Smartphone app to allow teachers to report threat of violence

Turkish Education Ministry has launched a smartphone app to allow teachers to report any threat of violence, in the wake of increasing number of incidents of violence against teachers. A recently conducted survey has revealed that 84 percent of teachers in Turkey "do not feel safe" at schools.

Duvar English

Turkish Education Ministry has announced that they have launched a mobile application to combat violence inflicted on teachers by giving them access to a panic button on their phones.

The mobile application named “Red Chalk” allows teachers confronted by threatening situations in their classrooms to activate a “help” button on their mobile phone, immediately notifying the police.

The launch of the mobile app was announced by Education Minister Ziya Selçuk. “For the police and authorities to undertake a fast intervention against violence inflicted on educators, we have developed Red Chalk mobile application and initiated work for it to be widespread,” Selçuk wrote on Twitter on Nov. 21.
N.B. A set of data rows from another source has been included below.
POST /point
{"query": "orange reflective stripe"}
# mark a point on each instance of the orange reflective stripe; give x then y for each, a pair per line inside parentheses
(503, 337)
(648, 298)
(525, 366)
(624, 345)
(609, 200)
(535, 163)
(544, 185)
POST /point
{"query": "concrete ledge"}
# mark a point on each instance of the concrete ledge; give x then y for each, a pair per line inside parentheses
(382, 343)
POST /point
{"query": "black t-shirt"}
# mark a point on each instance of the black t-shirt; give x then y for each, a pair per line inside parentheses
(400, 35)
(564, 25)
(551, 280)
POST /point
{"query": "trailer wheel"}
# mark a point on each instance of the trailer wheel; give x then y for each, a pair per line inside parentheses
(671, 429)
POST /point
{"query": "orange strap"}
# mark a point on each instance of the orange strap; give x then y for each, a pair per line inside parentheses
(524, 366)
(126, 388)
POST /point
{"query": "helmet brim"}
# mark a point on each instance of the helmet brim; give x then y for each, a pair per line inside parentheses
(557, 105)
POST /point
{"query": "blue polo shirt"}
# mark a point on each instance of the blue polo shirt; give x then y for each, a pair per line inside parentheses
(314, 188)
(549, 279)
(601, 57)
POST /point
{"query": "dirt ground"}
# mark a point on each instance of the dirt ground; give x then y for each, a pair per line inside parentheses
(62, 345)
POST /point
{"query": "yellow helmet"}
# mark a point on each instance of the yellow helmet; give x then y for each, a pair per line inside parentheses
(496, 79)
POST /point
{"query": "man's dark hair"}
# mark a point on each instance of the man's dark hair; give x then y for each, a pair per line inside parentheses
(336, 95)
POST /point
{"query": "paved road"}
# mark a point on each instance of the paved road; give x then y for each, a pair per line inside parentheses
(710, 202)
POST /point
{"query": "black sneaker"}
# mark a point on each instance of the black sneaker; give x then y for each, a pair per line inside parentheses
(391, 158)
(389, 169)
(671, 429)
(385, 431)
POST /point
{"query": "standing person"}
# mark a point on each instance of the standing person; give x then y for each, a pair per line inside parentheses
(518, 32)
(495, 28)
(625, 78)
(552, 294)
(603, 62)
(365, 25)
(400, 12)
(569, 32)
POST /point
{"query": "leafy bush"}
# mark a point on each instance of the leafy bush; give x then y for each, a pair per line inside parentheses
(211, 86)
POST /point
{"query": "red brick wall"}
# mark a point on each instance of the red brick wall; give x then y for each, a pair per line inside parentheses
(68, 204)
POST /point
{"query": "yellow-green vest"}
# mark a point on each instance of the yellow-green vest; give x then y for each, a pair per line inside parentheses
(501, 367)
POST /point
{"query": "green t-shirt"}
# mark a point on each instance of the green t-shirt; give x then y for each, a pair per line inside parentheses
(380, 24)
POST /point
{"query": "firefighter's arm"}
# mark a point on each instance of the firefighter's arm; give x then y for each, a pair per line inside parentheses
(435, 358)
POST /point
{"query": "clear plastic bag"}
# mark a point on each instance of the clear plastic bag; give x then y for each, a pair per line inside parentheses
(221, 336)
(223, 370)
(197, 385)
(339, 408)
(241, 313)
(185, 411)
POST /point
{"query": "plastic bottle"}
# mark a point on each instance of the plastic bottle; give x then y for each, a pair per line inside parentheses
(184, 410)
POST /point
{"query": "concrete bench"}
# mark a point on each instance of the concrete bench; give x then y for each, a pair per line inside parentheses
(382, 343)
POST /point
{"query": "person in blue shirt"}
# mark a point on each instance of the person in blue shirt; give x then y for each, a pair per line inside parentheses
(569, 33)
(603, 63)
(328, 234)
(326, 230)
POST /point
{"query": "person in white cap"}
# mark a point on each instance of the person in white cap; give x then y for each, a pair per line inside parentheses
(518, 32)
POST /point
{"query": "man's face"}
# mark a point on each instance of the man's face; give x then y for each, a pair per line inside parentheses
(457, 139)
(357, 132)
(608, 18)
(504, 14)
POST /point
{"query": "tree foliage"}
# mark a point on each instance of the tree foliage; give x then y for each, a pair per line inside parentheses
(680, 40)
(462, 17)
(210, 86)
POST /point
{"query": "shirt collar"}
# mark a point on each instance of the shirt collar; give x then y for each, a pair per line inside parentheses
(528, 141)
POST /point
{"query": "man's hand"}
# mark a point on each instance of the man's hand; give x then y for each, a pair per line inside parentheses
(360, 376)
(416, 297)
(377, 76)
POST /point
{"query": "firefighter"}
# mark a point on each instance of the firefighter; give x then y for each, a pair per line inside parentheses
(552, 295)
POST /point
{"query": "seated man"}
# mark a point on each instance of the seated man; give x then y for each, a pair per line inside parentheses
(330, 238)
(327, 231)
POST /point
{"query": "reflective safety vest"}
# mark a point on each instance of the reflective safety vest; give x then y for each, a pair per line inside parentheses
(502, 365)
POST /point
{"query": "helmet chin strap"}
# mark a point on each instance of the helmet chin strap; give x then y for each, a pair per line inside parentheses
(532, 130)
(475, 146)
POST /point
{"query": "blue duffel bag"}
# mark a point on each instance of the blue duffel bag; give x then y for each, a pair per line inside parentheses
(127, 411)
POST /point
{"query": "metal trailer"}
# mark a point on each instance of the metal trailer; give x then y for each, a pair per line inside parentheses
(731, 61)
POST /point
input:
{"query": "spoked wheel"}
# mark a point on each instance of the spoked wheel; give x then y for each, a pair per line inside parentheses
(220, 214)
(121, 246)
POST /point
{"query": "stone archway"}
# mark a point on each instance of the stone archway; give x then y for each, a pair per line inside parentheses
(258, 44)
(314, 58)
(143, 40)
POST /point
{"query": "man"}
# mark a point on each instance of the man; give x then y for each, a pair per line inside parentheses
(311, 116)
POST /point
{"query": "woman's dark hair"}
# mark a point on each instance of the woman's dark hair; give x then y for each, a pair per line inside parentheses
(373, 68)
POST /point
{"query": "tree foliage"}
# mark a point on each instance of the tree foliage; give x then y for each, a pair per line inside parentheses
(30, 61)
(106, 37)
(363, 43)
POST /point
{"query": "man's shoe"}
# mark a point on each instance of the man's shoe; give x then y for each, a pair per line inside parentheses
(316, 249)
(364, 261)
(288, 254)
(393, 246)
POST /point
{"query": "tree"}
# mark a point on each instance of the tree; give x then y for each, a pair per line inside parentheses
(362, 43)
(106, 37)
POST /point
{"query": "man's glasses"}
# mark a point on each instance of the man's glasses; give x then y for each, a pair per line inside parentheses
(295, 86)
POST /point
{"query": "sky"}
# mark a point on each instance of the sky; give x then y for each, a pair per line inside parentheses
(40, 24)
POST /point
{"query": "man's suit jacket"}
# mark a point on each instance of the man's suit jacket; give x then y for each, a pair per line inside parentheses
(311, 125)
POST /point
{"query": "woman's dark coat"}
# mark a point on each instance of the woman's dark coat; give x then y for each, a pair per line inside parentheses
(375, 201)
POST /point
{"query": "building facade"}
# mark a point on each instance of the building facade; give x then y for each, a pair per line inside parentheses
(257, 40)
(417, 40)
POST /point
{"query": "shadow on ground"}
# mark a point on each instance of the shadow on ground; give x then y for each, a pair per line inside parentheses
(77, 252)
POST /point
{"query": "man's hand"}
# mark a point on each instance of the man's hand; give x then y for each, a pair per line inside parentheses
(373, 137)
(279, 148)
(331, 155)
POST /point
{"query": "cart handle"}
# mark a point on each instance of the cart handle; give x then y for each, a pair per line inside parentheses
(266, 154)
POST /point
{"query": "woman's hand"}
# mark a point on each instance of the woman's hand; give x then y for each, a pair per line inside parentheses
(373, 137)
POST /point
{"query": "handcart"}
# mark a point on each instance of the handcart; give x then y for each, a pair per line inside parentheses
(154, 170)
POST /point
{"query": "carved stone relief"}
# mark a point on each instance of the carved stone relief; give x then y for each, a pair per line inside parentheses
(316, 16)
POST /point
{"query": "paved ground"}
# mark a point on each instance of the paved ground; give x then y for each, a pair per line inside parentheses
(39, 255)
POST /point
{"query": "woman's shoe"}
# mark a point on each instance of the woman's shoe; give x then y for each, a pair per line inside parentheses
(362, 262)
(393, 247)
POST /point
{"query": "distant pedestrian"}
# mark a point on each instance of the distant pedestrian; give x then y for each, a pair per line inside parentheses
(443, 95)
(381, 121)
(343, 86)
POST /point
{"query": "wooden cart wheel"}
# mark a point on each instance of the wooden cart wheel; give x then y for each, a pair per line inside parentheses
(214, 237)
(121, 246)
Through this application, the ministry will also provide legal support for the educators exposed to violence and will follow the legal procedures without the educator having to file an additional complaint, said Selçuk.

"Incidents of violence happening at schools affect the students’ and teachers’ motivation in a negative way. For the violence inflicted on educators to stop, I am following this issue personally and waiting for our society’s support regarding this issue,” he further said.

Turkey's Education and Science Workers' Union (better known with its abbreviation Eğitim-Sen) has recently conducted a survey with 4,657 teachers, 84 percent of whom said they "do not feel safe” at schools, due to the increasing number incidents of violence against teachers.

The survey has also asked the teachers about their financial situation, with 97 percent saying that their purchasing power decreased in the last year. Asked if they would change their jobs provided that they found a better paying one, 69 percent said “Yes.”